7. Make sure all connected devices are protected and not set to default, segment your data away from IoT devices.
8. Learn about phishing and ransomware best practices
9. Don't surf unknown web sites
10. If mail looks suspicious or your questioning authenticity- investigate
Patching narrative
The issue of deployment of patches or updates by companies is the biggest concern given the public awareness of these broad based cyber/malware attacks. Over the past couple months, the attacks have been based upon the gaps in the “patching” of software or device vulnerabilities. These attackers develop their attacks to automatically detect and exploit these unpatched software or systems that are not updated with the current patch level as the basis for the attack and entrance to a company.

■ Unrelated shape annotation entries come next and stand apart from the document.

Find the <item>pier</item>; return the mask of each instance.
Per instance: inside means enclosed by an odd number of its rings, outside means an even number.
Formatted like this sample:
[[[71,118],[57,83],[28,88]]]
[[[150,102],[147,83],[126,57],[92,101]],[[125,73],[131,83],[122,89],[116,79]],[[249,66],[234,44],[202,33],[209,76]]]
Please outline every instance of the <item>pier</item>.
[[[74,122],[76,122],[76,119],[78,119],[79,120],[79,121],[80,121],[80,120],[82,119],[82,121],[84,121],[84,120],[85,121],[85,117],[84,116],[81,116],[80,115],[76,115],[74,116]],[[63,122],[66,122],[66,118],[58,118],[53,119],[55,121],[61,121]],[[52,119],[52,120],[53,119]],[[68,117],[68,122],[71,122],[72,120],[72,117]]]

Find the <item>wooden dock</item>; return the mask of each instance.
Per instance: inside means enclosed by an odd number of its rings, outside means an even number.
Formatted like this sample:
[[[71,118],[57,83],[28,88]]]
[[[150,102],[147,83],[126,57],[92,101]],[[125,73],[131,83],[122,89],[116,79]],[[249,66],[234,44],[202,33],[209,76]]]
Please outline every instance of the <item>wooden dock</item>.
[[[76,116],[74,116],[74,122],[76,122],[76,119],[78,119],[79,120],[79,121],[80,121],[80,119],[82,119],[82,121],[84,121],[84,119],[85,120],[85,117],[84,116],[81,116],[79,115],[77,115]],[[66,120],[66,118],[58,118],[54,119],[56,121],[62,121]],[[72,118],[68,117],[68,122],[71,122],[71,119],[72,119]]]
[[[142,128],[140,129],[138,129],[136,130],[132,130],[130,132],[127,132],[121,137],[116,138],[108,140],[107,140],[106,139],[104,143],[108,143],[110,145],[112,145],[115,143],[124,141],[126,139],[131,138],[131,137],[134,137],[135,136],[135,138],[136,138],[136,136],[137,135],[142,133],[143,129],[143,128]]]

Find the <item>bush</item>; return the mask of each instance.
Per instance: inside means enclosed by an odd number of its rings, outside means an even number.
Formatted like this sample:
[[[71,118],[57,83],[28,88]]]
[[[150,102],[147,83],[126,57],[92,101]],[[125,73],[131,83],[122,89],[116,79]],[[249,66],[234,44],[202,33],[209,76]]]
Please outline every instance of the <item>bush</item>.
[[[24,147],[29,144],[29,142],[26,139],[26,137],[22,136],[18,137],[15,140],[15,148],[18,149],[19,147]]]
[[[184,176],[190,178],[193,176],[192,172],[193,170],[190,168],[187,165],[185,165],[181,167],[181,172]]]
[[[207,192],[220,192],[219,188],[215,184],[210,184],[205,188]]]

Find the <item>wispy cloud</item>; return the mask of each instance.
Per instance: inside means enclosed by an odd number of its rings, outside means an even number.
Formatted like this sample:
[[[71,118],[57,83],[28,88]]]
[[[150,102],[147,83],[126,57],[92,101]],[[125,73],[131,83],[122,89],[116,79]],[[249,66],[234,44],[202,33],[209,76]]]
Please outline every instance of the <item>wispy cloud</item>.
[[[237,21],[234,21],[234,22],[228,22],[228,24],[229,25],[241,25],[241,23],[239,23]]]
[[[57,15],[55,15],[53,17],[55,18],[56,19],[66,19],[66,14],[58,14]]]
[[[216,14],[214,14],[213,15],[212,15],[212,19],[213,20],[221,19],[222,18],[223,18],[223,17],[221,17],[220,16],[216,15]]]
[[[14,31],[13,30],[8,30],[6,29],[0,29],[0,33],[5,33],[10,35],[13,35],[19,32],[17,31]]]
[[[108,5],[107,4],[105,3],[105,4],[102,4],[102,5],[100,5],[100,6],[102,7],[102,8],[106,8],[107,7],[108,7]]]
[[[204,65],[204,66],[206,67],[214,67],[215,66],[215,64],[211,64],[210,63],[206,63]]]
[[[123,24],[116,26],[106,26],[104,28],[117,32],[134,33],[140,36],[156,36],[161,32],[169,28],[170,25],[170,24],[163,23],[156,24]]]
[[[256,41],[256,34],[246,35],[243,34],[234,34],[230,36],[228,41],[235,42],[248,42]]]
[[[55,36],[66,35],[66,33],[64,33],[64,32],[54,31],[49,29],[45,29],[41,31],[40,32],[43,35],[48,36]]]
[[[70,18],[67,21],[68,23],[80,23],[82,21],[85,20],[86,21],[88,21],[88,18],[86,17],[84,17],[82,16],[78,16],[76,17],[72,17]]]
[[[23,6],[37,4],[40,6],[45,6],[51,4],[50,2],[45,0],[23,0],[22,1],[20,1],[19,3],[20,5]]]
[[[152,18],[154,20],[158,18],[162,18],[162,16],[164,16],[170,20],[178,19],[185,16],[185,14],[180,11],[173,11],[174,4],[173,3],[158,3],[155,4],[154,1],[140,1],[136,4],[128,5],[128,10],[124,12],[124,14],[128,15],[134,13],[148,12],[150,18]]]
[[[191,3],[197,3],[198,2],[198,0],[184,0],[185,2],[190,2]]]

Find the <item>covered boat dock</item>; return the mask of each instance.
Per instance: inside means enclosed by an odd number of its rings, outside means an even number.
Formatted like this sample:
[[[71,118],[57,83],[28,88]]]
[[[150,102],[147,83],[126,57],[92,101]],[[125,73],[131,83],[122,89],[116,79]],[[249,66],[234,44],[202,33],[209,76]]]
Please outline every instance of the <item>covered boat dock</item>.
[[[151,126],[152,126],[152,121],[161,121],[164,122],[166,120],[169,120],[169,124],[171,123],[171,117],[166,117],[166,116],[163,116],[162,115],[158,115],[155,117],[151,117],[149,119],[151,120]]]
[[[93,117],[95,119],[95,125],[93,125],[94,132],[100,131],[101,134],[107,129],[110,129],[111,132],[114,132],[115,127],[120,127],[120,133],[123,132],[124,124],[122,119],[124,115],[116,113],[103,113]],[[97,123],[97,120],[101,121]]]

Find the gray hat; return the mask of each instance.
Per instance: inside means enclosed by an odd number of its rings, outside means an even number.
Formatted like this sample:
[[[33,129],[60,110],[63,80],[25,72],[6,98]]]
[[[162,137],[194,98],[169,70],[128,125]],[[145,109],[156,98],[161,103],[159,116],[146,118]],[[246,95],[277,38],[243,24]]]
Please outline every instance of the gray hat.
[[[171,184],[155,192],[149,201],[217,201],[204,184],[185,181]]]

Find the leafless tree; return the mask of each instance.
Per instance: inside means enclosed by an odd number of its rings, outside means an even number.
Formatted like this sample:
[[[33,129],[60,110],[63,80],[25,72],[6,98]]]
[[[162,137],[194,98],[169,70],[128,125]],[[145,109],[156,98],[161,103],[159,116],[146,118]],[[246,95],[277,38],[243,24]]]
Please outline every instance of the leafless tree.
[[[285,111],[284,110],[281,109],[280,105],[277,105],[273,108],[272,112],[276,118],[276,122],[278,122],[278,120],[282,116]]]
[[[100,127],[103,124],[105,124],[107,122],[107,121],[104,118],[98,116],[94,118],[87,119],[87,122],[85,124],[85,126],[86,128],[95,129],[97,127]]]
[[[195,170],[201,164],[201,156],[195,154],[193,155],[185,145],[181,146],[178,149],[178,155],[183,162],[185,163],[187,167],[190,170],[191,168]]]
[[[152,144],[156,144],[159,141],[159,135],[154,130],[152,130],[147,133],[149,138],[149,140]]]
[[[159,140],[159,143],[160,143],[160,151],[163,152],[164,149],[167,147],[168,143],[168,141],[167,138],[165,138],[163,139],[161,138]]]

When a device manufacturer such as a network switch, firewall or router is identified as “end of life” EOL, then it either has a technological market disadvantage or a technical flaw that renders the device vulnerable in certain situations. The manufacturer does two things very well: One, they market the advantages of the next new device with all the capabilities and features that are compelling to “buy” or “upgrade”. Secondly, they publicly identify the flaws and gaps and or vulnerabilities with the strongly urged recommendation to upgrade to the new product to occur. This is normal course of business and does provide full disclosure to their customers.
The other side of this coin, is the same publicly known data used to communicate gaps and flaws is used to create distributed attacks on targeted devices. Once a flaw is known, the hacker communities are also aware and start their targeted attacks to enter an organization through the identified flaws. Yes, we are doing a great job telling the hacker communities how to hack. Call it the unintentional, borderline intentional published hack advisory!
Software patches are similar in respect but much more frequent. Microsoft, Google, WordPress, Apple, Adobe as examples typically call the patches security updates or security bulletins. Many of the updates are categorized as Critical, Important or Moderate. They also identify the issue either part of the native vendor products or vulnerabilities in 3rd party applications used by the native applications that can compromise the OEM publisher’s products. The OEM publishers have a significant role to play and this is not trivial work. To be fair, the OEM’s are not intentionally building vulnerable products, they find vulnerabilities over-time in either their native code or 3rd party licensed code and as a system require an update or patch. In addition, each patch update could in theory also inject new unknown flaws, fix one and then start another.
Why don’t companies patch? Process and procedures say wait? Resources are unavailable? Other projects have priorities? Will the patch break proprietary software/systems that run the business? Knowledge of all available patches? Frequency of patches? Likely some or all of these apply to someone you know. Is it worth it? Given what we know about the magnitude of the impact of these recent attacks, why are you waiting to patch?
Proper cyber hygiene could save your company and job!